Over the weekend, we had another Beatnik night, the 20th Beatnik, actually. Way back in 2006, I and a few friends began holding events every 2-3 months during which we invited our friends and simply told them to bring something to share that recently inspired them. Could be poetry or literature or music, could be something they'd read somewhere or written themselves, could be just about anything. Over the years, we've had any number of amazing people sharing what it is that gets them excited about life - because the whole point is that anyone is welcome provided that they're willing to share. On Saturday we hosted the 20th Beatnik and it was nothing less than spectacular. If you're reading this and you were there, I thank you for showing up and for bringing da ruckus. Beatniks are my favorite thing about any given month or season.
For kicks, here's what I shared:
Let it be known straightaway that I'm attempting the impossible here. I'll pose this question to the general readership and let you tumble this around in your brains for a couple of cycles: Have you ever, in your own eruditely verbose or excruciatingly limited way, been able to tell someone you love not simply that you love him, her, or it - but precisely the ways in which you do? Have you been able to sit down, list it all out, deliver the amorous monologue, and fold your arms behind your head in the satisfaction that you'd completed the task with aplomb?

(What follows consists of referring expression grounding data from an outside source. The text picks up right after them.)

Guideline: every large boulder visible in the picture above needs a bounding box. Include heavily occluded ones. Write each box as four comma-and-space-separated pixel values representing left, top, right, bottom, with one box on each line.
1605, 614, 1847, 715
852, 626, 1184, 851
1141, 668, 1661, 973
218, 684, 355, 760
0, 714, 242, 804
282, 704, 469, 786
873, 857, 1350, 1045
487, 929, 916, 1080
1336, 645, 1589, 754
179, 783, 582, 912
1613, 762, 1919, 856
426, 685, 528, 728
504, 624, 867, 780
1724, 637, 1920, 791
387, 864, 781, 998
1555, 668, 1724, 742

Such is the conundrum I face tonight.
But how do you, if you're not John Steinbeck, possessing his verve and verbal prowess, describe the very land you feel so attached to? How do you both love, loathe, and articulate your home, italicized and emphasized to communicate importance in some small way? How do you?
Los Angeles. A city I love, a city I've grown to love, a city I've grown to understand over time, as the Los Angeles River wears tired marks on its cement ballasts and as the Santa Anas eddie in the worn foothills of the San Gabriels, a city I know as intimately as I might know a friend or a family member. Here is a city whose thoroughfares I've traversed too many times to count, whose worn cement paths have equally worn into the grooves of my tires. Here is a city I've known.

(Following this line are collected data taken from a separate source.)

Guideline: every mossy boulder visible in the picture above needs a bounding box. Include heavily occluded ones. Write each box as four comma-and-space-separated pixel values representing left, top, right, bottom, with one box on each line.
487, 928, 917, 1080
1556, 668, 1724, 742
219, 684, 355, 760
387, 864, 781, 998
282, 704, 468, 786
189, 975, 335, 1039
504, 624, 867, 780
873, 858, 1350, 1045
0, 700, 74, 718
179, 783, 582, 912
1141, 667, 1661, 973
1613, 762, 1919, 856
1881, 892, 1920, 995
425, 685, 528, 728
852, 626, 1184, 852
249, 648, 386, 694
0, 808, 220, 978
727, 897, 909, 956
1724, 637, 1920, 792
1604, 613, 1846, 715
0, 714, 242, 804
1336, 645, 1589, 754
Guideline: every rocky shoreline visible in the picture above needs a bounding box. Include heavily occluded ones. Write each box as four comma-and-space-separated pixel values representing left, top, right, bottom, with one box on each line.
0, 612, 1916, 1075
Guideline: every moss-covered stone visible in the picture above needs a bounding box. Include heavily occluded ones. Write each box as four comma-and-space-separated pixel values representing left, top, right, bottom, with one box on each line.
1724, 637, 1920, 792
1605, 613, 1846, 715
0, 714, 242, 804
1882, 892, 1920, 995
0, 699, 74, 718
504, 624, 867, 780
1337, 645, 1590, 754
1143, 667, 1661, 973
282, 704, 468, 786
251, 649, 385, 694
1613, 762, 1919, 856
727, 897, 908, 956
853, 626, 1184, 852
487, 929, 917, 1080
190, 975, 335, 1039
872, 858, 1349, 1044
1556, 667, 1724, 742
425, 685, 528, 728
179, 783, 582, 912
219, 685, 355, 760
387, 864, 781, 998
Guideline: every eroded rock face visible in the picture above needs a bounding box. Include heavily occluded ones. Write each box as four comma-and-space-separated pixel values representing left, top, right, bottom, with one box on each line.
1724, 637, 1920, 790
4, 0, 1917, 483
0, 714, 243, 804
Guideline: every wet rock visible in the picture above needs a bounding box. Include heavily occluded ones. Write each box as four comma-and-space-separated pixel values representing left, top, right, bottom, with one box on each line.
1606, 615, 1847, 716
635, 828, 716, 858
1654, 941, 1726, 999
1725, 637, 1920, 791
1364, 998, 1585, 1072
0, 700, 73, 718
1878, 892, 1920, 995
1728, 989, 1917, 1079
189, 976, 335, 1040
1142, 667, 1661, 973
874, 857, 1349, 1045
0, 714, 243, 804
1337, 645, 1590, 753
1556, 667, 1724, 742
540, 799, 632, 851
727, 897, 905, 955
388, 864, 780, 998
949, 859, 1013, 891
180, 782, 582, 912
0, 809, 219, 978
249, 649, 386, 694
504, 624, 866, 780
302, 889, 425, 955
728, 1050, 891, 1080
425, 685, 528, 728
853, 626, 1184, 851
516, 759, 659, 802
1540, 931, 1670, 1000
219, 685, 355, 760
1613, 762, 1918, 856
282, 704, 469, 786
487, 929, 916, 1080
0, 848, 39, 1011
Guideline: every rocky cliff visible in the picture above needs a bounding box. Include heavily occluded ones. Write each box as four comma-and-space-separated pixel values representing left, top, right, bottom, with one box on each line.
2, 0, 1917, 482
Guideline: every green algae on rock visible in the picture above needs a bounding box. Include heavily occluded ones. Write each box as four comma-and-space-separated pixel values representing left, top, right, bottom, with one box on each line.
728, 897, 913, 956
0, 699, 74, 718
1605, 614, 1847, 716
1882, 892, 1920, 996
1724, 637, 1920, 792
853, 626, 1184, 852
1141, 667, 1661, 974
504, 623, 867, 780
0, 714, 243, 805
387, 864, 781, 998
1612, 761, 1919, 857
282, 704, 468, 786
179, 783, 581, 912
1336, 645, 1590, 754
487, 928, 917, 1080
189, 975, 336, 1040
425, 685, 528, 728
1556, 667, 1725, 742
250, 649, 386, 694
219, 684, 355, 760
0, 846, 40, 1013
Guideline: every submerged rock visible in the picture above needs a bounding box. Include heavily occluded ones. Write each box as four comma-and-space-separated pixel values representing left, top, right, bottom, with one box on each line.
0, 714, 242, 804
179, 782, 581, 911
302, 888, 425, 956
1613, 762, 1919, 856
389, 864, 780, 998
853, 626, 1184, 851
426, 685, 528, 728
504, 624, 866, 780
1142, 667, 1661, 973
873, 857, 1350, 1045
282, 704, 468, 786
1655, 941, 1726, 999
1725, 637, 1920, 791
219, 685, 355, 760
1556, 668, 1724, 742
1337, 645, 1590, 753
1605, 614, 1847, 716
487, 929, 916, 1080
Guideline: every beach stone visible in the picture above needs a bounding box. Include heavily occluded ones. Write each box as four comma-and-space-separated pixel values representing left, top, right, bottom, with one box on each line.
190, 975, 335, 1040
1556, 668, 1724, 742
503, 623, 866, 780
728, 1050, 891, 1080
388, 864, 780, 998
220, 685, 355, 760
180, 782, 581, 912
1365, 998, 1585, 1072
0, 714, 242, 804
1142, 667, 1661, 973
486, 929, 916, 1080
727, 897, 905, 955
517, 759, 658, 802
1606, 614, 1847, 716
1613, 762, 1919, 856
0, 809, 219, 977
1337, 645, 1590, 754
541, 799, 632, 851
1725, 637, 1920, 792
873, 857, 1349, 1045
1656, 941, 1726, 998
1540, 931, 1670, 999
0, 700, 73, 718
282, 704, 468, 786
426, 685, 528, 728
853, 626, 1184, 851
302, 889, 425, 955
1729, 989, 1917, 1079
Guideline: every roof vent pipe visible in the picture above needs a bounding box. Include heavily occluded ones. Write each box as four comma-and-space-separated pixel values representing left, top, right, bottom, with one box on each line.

Here is a city who wears her faults like a beauty mark.
Do you live here? Do you know what it means to really live?
Don't go quietly into this life, friends. There is so much about this world that is not right. There are deep and unending rivers whose depths hint at a despair that would level our best efforts and nullify our most optimistic thoughts. Fissures that roar across the surface of contentment. A rending that rips apart the very notion that things are simply all right.
Things are not all right.
I feel that Los Angeles represents this reality more plainly, more nakedly, more openly than most other places. There it eddies in piss-soaked bougainvillea, there it creeps along with the endless sludge of brakelights on the 405 Freeway. There it is, limpidly reflected along with the shifting sun in the paned windows of the tallest buildings in Downtown. There it slumps on 7th Street, amidst the swirl of detritus sloughed off from society. There it whips with the wind, tunneling down the arterial sprawl from east to west: Things are not all right.
The kids are not all right.
But don't, whatever you do, don't go so quietly into this life. If you can remember it, recall the last time you fought for something. Recall the last time you bitched and screamed and kicked and rebelled and shouted and reacted and threw your fists and howled and roared. Los Angeles would ask this much of us. She would ask us to fight like hell.

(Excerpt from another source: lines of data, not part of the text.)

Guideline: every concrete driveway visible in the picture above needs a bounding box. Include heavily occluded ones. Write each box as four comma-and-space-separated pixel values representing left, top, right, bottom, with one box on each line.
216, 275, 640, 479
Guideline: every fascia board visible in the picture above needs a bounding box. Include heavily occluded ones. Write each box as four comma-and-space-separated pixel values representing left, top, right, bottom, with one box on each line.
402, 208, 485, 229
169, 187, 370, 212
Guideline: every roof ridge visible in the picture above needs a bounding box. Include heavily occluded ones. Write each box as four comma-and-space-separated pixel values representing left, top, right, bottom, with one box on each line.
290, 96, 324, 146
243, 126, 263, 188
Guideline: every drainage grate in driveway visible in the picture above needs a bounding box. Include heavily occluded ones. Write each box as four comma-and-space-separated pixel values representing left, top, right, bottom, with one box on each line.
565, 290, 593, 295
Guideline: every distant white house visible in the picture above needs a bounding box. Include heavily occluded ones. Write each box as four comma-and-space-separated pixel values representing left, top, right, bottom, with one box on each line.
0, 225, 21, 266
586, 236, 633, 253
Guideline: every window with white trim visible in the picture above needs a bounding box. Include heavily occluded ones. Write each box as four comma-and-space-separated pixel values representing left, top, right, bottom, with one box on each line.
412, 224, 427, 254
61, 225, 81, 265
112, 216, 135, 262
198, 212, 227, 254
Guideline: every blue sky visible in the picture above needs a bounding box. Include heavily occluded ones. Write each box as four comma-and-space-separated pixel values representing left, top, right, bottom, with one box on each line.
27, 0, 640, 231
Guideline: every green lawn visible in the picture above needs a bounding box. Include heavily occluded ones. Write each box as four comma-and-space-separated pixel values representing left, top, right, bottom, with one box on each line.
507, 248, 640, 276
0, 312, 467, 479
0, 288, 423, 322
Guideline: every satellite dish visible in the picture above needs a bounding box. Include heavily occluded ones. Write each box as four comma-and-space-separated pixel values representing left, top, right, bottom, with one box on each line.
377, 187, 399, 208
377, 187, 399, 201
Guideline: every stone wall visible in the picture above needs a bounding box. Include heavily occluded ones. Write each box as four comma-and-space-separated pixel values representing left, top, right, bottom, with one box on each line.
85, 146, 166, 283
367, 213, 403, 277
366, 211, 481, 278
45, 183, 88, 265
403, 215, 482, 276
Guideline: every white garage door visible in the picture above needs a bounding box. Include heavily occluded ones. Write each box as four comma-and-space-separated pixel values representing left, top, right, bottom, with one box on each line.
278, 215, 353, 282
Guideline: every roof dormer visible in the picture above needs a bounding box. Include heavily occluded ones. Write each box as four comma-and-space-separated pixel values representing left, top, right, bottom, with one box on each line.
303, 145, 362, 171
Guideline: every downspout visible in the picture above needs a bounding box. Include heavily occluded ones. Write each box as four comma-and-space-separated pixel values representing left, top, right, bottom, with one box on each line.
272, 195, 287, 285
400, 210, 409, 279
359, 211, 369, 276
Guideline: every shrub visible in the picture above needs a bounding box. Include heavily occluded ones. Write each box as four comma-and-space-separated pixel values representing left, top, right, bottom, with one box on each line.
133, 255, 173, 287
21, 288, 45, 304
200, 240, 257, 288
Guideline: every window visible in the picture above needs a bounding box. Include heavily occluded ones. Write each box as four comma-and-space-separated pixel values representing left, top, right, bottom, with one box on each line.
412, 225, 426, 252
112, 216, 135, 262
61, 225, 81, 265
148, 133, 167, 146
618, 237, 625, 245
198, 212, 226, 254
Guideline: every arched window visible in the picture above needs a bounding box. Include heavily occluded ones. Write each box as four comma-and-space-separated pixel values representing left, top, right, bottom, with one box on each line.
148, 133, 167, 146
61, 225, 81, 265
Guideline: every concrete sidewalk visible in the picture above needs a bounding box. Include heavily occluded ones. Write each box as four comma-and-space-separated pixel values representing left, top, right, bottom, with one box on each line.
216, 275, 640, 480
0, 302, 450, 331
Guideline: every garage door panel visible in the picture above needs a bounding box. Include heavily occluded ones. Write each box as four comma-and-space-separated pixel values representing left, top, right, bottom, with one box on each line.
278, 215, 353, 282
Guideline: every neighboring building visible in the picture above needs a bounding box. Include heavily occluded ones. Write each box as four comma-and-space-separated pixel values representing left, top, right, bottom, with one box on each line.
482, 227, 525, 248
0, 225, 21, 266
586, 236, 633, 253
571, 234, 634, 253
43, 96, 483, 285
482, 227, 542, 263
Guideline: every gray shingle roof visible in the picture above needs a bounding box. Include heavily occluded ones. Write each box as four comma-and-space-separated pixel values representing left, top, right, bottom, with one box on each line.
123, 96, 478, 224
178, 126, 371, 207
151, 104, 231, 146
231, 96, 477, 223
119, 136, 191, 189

Go swinging into the night, my friends. Go fighting into this life. If you can sit where you're sitting right now, be it at desk or on the floor or in your car, and you can feel content, you can feel apathetic, you can feel safe or insulated, or in any way like Simon & Garfunkel's titular island, then I can guarantee you one thing:
You're not fighting hard enough.
And to you I pose a question, to all of you sitting here and listening, slack jawed and glassy eyed,
Brother, won't you hasten to love when the going gets rough?